Discrimination performance comparisons.
Conclusion
This paper presents a comprehensive data duplication framework comprising of data acquisition, basic de-duplication by the baseline algorithm, medical note-event extraction, NLP methods application, data mapping and unrelated and outlier data elimination, eventually missing data imputation. The proposed de-duplication method was evaluated against the baseline algorithm on MIMIC-III database in both de-duplication and the classification task based on AKF. The experiment results showed that the proposed work achieved up to 99.59% accuracy in de-duplication task, achieved a classification accuracy at 86 % and the F1-score at 0.87, which outperforming the comparing methods. Future work will focus on improving the recall metric, particularly addressing duplicates recorded at different timestamp through more semantic-aware approaches. Such distinguishing between variations in timestamps that represent genuine clinical updates versus redundant duplicates remains a significant challenge.
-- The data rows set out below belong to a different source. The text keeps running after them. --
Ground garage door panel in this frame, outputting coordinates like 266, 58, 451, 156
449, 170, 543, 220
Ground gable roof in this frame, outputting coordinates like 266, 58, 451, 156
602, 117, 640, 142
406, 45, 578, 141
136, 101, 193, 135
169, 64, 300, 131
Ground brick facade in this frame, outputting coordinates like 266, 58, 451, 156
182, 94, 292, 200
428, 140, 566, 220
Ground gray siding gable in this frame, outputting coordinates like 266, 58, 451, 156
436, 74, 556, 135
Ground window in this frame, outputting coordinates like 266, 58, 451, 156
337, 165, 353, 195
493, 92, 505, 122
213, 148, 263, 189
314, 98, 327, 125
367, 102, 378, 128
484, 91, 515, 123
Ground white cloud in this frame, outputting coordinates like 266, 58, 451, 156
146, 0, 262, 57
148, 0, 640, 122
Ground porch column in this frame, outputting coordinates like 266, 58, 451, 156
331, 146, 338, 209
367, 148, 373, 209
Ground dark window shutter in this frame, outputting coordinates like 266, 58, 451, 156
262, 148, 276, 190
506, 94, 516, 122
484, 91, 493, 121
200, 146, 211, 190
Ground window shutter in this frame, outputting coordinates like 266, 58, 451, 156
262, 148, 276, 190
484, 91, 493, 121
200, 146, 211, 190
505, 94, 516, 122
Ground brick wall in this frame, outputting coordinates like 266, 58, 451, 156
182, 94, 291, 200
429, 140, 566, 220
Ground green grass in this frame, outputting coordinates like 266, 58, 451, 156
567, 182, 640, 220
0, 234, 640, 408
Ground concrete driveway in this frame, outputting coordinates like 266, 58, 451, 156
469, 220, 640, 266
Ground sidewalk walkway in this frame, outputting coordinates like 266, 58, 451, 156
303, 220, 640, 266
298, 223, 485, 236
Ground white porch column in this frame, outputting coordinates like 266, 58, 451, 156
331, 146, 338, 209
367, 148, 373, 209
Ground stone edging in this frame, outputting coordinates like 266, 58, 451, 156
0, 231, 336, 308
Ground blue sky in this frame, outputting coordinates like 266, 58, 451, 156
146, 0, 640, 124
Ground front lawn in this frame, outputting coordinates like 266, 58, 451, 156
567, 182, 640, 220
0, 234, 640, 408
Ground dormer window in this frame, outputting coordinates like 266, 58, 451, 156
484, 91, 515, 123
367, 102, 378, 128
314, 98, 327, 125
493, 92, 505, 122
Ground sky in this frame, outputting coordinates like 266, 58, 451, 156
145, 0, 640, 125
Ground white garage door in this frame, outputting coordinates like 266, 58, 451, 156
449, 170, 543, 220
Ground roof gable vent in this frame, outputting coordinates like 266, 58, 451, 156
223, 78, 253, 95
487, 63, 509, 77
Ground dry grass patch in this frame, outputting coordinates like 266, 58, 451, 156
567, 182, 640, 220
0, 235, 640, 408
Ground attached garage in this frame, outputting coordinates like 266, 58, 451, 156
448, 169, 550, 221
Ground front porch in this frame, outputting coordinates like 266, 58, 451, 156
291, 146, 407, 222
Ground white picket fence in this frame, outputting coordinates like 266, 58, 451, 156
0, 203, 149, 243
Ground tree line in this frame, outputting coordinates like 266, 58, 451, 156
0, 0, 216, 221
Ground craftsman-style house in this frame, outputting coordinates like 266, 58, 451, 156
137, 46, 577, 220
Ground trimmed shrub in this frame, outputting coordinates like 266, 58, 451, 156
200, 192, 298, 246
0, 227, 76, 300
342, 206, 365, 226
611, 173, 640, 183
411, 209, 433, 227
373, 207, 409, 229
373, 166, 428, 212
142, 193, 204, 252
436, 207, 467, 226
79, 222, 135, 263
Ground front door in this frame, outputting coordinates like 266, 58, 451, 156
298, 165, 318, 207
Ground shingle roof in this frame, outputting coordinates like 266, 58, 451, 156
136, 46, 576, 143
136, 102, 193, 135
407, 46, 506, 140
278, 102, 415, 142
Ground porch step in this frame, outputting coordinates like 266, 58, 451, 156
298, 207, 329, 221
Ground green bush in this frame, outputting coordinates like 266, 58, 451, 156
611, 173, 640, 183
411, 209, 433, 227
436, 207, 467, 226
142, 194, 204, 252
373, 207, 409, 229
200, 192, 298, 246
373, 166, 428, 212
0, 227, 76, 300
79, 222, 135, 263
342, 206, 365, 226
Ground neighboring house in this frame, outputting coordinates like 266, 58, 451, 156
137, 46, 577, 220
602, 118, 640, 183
Additionally, further investigations will explore other data analytical tasks within EHRs beyond AKF classification.
Footnotes
Ethical considerations
This research, utilizing solely open and publicly anonymous available data with no reasonable expectation of privacy issue, thus, does not necessitate ethical board review, as such data falls outside the purview of ethical oversight.
Author contributions
Chomchanok Yawana is responsible for initial research design, method implementation, experiment conduct, and manuscript drafting. Wachiranun Sirikul is responsible for method validation and data analysis. Juggapong Natwichai is responsible for the research design and manuscript review and editing.
Funding
The author(s) disclosed receipt of the following financial support for the research, authorship, and/or publication of this article: This work was supported by Chiang Mai University.
Declaration of conflicting interests
The authors declared no potential conflicts of interest with respect to the research, authorship, and/or publication of this article.